Standing stone, Srugreana, Co. Kerry
Co. Kerry |
Stone Monuments
On a gently sloping hillside west of the ridge connecting Coomduff and Keelnagore in South Kerry, a single upright stone rises to a height of 3.45 metres above the surrounding bog.
It has stood there long enough that packing stones, the smaller rocks wedged around the base to keep it stable during or after erection, are still visible at its north-western side, a quiet sign of the care taken by whoever raised it. The stone leans slightly to the south-east now, but it remains imposing: rectangular when seen from the side, trapezoidal at the base where it measures 1.3 metres across at its widest and half a metre deep, and oriented on a roughly ENE-WSW axis.
Standing stones of this kind appear throughout prehistoric Ireland, though their precise purposes remain contested.
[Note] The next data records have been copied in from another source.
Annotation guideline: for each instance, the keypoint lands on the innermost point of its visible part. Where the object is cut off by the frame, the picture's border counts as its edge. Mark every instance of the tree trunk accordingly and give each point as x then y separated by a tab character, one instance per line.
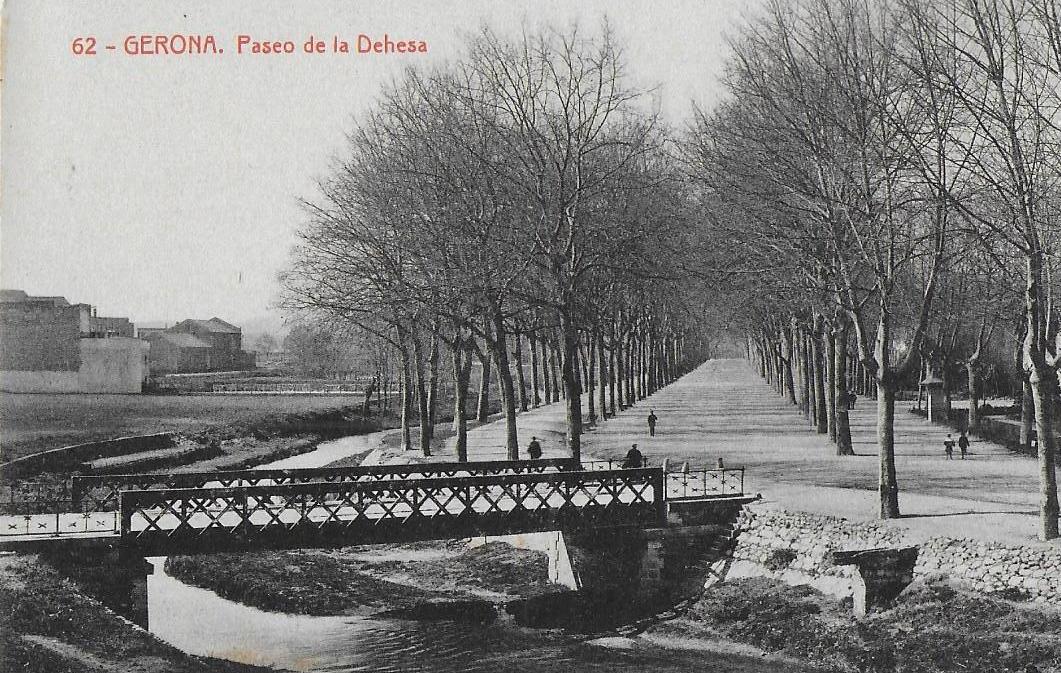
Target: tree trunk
421	395
572	390
1027	413
591	375
842	418
556	362
546	373
812	373
520	377
1042	379
821	416
602	372
433	356
888	483
973	421
789	356
406	401
831	385
462	370
483	408
500	346
534	367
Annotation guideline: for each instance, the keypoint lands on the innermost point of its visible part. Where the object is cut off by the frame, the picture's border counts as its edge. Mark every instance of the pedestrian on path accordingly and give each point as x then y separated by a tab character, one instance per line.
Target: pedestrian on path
633	459
534	449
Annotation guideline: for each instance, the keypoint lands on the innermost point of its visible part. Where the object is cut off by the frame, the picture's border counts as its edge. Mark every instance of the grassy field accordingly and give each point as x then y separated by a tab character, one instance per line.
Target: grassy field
36	423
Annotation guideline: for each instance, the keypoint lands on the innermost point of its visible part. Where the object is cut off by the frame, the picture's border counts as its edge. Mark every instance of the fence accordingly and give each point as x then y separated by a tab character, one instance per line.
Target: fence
99	493
383	511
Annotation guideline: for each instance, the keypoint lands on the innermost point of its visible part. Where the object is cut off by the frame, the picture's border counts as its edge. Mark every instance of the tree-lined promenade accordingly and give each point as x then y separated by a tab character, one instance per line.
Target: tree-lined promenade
518	207
896	167
875	202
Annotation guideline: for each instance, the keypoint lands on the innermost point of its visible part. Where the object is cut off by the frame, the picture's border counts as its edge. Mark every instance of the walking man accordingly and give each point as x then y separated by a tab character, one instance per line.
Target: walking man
534	449
633	459
963	444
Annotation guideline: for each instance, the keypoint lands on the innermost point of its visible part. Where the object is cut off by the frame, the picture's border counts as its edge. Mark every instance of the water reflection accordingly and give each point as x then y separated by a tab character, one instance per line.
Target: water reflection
201	622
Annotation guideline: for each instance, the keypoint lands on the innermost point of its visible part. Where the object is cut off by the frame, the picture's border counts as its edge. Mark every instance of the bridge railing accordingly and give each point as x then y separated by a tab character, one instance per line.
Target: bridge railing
100	493
705	483
689	483
362	512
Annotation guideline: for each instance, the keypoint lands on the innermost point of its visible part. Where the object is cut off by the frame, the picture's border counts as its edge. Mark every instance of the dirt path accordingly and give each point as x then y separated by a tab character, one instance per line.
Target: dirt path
724	410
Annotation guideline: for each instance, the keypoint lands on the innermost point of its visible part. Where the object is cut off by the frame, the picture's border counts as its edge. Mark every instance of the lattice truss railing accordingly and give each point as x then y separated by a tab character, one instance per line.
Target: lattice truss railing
100	493
705	483
250	508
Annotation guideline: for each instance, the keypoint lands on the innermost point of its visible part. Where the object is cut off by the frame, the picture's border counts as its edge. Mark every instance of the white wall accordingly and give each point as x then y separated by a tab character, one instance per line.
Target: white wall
38	381
118	364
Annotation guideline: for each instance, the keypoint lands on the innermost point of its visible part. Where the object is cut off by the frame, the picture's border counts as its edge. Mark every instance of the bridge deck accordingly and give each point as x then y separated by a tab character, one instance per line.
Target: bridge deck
358	505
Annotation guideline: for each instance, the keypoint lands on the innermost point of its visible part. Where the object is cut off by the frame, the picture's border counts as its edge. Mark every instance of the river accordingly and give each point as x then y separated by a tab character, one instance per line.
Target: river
201	622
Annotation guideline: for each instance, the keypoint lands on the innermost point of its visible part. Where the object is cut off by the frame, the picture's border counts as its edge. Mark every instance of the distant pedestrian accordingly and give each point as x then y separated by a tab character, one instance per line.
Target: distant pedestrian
633	459
534	449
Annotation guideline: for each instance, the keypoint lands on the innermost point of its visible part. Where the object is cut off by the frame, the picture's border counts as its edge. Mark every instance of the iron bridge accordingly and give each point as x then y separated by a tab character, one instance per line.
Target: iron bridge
266	508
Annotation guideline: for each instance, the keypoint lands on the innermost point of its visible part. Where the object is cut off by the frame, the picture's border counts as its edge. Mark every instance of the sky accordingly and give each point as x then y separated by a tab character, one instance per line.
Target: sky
167	187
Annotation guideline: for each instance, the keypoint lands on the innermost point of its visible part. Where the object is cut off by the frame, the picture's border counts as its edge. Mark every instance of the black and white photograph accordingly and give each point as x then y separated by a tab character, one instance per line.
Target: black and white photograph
529	335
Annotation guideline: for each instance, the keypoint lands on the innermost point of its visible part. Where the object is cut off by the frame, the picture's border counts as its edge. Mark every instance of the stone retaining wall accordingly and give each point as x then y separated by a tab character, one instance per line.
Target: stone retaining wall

Some are thought to mark boundaries, routeways, or burials; others may have held astronomical or ceremonial significance. What can be said of this particular example is that its position was deliberately chosen. To the west, the land opens out across a wide expanse of bog toward the Carhan river basin, giving the stone a commanding relationship with the landscape rather than a merely incidental one. The ridge it sits beside connects two upland areas of the Iveragh Peninsula, and the stone occupies a spot just off that natural corridor, visible against the sky from lower ground. Whether its builders were marking a route, a territory, or something else entirely is a question the site declines to answer.